En su discurso, la titular del Ejecutivo federal recordó pasajes históricos específicos para sustentar sus críticas hacia la gestión foxista, haciendo mención directa de los operativos policiacos desplegados contra los pobladores de San Salvador Atenco y el magisterio en el estado de Oaxaca. Asimismo, Sheinbaum Pardo enfatizó que desde la presidencia de Vicente Fox se orquestó el desafuero de Andrés Manuel López Obrador y el posterior fraude electoral del año 2006, una maniobra institucional que, afirmó, llevó al poder a Felipe Calderón de manera espuria y desató una fallida guerra contra el narcotráfico.
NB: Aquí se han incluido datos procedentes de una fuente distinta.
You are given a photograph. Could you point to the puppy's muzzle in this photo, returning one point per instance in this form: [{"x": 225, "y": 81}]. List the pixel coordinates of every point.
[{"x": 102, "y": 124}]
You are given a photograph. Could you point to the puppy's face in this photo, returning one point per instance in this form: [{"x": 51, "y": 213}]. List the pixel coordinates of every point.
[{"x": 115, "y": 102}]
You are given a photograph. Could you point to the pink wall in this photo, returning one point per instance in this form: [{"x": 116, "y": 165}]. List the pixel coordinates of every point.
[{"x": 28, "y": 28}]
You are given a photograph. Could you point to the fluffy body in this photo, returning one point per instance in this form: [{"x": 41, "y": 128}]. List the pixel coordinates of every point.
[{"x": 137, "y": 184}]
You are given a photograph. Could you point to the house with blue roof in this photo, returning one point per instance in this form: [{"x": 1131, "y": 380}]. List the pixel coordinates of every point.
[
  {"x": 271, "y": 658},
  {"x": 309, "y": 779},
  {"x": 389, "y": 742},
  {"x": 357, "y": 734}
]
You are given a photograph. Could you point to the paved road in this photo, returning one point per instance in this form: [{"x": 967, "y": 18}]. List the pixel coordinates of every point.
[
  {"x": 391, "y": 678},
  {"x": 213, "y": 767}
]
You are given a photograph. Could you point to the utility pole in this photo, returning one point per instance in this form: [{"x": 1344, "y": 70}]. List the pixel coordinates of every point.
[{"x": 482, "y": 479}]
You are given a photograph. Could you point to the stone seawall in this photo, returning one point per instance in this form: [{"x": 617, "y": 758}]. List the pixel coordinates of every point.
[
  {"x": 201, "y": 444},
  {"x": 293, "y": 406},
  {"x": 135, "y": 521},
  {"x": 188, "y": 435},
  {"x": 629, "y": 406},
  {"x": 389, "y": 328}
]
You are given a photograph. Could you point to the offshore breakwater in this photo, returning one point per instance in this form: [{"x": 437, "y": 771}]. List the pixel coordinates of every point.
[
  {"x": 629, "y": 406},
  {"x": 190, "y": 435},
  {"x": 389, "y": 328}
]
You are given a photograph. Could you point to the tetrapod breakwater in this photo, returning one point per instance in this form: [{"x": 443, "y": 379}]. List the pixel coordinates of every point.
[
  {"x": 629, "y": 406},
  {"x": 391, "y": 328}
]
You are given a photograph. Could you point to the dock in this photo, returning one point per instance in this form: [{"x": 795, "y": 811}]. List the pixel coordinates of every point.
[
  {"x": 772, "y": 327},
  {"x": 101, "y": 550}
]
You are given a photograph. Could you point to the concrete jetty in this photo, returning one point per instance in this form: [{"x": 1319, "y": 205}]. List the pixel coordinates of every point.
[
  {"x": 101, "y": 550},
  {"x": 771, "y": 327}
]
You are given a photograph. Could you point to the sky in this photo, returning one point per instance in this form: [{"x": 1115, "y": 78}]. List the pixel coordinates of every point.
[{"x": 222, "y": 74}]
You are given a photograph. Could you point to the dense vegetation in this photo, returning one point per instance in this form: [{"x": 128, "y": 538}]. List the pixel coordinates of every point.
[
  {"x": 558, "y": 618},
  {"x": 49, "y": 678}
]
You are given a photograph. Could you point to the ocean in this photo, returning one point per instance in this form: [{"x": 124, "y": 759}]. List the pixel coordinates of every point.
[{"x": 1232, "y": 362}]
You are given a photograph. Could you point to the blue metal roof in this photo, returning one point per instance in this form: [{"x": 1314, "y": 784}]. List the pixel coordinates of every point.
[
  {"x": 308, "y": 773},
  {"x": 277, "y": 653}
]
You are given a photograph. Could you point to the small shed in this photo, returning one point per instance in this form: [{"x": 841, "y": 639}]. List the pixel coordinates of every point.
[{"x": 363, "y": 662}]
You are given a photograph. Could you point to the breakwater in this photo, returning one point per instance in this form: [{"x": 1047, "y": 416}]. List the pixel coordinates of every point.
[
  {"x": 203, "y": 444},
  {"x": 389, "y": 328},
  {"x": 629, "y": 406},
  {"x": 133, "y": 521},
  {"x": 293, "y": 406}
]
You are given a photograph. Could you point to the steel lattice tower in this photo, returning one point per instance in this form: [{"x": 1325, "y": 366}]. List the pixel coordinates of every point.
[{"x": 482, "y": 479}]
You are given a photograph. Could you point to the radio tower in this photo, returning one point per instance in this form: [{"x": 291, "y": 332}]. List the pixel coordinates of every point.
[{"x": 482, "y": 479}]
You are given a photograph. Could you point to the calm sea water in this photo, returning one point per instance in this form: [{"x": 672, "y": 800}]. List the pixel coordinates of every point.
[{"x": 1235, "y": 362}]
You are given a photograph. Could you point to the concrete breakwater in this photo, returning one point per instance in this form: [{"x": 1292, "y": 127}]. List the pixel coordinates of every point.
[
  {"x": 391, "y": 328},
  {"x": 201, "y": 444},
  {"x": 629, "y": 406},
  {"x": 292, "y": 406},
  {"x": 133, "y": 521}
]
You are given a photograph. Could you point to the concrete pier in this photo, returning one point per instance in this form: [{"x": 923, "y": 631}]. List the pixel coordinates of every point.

Injerencia extranjera y operativos bilaterales
Al profundizar en las críticas hacia el sexenio calderonista, la jefa del Ejecutivo central sostuvo que la estrategia de seguridad pública de ese periodo no solo estuvo marcada por la colusión interna, sino que fue planeada directamente desde el exterior, permitiendo una apertura total a las agencias de inteligencia de los Estados Unidos. Como ejemplo de esta subordinación y de las decisiones tomadas fuera de las fronteras mexicanas, la presidenta citó el caso del operativo Rápido y Furioso, mediante el cual se introdujeron armas de fuego de manera ilegal al territorio nacional con el consentimiento de las autoridades locales de la época.
En el plano económico y político, la mandataria federal también dirigió señalamientos hacia Ernesto Zedillo Ponce de León, refiriendo que de acuerdo con las memorias de Francisco Labastida Ochoa, el expresidente pactó con el gobierno norteamericano la salida del PRI y la llegada del PAN a la presidencia a cambio del rescate financiero tras la crisis de 1994. Finalmente, tras contrastar estas dinámicas con los logros de sus 20 meses de gestión —donde destacó la realización de 409 conferencias matutinas y la conducción honrada de los recursos—, Sheinbaum proyectó enlaces en plazas públicas de casi todo el país, exceptuando Coahuila por su proceso electoral, y sentenció que los privilegios del pasado no van a regresar.